Uncertainty for Ontario

Ontario now has a majority government that believes in neither climate change nor abortion rights, has no fiscal policy, but is committed to $1 beer.

Doug Ford, the new premier of the Progressive Conservative Party (PC) has laid out a platform that is vague and opaque. Many people are therefore concerned about what his premiership will actually mean for the province. He’s made very few specific promises, and those he has made are obscure and lack detail.

Nothing matters more to Ontario’s finances than education and health because these two ministries comprise roughly 60 percent of government spending. The only promises formulated through the PC campaign were a 75-percent tax credit for child-care costs and 15,000 new long-term care beds over the next five years – which will eventually cost close to $1-billion annually. All while promising to remove the sex education curriculum in schools that was implemented by the Liberal Party.

The party did not reveal how they plan to fund these promises, which is ultimately going to add to Ontario’s plummeting debt. This is problematic because with a net debt-to-GDP ratio of 38 percent, Ontario’s burden is already sky high.

The only things we can examine with any certainty are Ford’s initiatives to take carbon taxing to the Supreme Court and to cut taxes. Even when it comes to taxes and fiscal policies, Ford has never actually outlined any plans. Despite promising nearly $10 billion in new spending, the party refused to say whether these will be funded with debt.

The NDP were at least upfront about their intentions. Although they planned to spend heavily, they promised to raise taxes to cover some of it. The rest would have come from adding to the debt, but they were not scared of that.

Ontario residents have no idea what a budget will look like, are unclear on specifically what changes will be made to tax rates, and have a premier who has made clear his ignorance of economics by repeatedly touting a reduction in taxes, lower gas and sales prices, while also promising not to incur layoffs or other consequences.
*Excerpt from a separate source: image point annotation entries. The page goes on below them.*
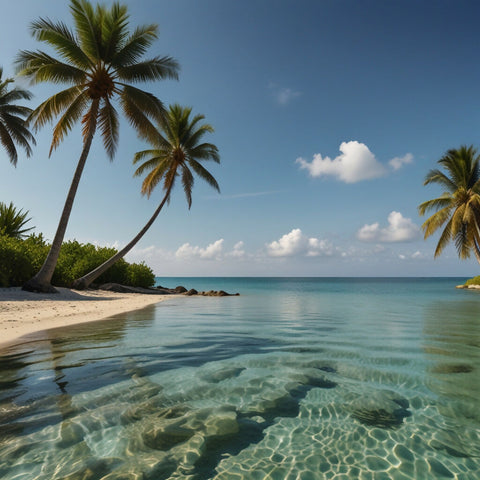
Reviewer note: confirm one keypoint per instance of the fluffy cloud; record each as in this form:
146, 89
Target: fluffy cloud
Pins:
355, 163
283, 95
238, 250
296, 243
210, 252
399, 229
398, 162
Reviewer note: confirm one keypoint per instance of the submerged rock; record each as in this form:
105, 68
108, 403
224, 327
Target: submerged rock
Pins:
384, 409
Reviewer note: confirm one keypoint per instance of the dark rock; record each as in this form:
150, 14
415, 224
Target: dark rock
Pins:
116, 287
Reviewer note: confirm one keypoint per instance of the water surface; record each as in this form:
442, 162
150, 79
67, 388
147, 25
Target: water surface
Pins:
294, 379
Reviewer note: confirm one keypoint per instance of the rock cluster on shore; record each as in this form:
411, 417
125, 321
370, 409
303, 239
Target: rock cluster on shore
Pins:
159, 290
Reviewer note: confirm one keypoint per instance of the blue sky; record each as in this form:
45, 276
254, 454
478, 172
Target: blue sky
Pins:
327, 115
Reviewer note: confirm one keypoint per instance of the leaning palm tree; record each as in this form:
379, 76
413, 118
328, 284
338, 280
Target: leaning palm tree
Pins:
458, 208
12, 120
99, 59
13, 221
177, 152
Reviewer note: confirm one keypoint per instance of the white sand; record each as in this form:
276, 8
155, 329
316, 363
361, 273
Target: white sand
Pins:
23, 313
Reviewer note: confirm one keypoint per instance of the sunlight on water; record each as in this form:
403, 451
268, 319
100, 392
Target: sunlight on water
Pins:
307, 380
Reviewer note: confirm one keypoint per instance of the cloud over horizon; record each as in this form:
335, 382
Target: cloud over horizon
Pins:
355, 164
296, 243
283, 95
399, 229
398, 162
210, 252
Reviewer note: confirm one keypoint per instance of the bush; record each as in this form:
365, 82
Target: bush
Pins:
473, 281
20, 260
140, 275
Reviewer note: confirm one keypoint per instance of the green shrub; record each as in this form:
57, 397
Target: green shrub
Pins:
140, 275
21, 259
473, 281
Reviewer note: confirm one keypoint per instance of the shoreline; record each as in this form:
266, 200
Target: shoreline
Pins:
25, 314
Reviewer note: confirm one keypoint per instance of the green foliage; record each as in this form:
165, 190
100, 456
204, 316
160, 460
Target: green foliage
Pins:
473, 281
457, 210
13, 220
13, 128
140, 275
20, 259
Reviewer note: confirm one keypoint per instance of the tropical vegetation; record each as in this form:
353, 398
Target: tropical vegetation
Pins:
457, 210
13, 221
100, 60
177, 153
21, 258
13, 129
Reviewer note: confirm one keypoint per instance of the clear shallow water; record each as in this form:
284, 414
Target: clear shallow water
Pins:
294, 379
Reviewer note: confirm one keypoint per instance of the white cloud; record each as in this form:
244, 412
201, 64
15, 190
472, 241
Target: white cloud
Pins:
210, 252
398, 162
399, 229
238, 250
296, 243
283, 95
354, 164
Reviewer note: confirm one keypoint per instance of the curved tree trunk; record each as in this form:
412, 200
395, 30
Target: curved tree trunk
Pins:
86, 280
41, 281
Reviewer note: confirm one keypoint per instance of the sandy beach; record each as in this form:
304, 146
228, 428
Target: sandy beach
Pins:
24, 313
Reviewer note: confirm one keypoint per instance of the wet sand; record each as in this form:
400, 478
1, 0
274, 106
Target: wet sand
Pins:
25, 313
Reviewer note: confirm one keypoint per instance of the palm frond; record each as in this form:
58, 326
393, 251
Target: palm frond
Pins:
88, 26
41, 67
149, 165
135, 46
444, 239
8, 144
70, 117
206, 151
187, 182
433, 223
108, 123
18, 131
13, 220
14, 95
158, 68
437, 203
62, 39
53, 106
114, 30
138, 106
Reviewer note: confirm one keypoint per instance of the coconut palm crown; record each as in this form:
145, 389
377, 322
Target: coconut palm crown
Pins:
458, 208
13, 221
99, 60
12, 120
177, 153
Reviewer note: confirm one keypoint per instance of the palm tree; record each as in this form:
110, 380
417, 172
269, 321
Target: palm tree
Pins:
458, 208
12, 122
177, 152
13, 220
99, 60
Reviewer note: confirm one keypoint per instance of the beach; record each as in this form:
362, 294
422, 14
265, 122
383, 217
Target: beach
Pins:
25, 313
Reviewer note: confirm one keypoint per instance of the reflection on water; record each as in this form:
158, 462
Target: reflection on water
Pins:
328, 381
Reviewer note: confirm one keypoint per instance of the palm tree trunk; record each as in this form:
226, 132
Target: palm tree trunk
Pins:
86, 280
40, 283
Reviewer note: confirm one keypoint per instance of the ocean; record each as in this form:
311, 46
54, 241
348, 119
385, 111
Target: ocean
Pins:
296, 378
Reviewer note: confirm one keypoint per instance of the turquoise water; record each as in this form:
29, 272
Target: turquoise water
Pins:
294, 379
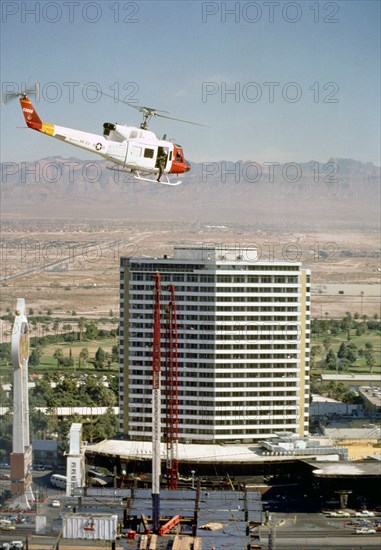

It seems our province is heading towards a future of social backwardness.

We can already see this with Ford’s cabinet members. In a previous statement, Ford admitted that he would allow those in his caucus to bring forward legislation on abortion, reviving the abortion debate–a topic that should not be debated in a country that has respected a women’s right to choose since the Supreme Court case, R. v. Morgentaler, in 1988. Andrew Lawton, the minister for the status of women once said in a tweet “I was called a misogynist twice today. I’m sure my girlfriend would be the first to say that isn’t the case, when I let her speak.” Along with the minister for the status of women insulting and disrespecting women, he had also insulted the LGBTQ+ community, Muslims, and people of colour. All while this was happening, Doug Ford stood by him through the fire and called him a “good candidate.”

The next few years of uncertainty and hypocrisy cannot be beneficial either for Ontario’s economic stability, or for its residents.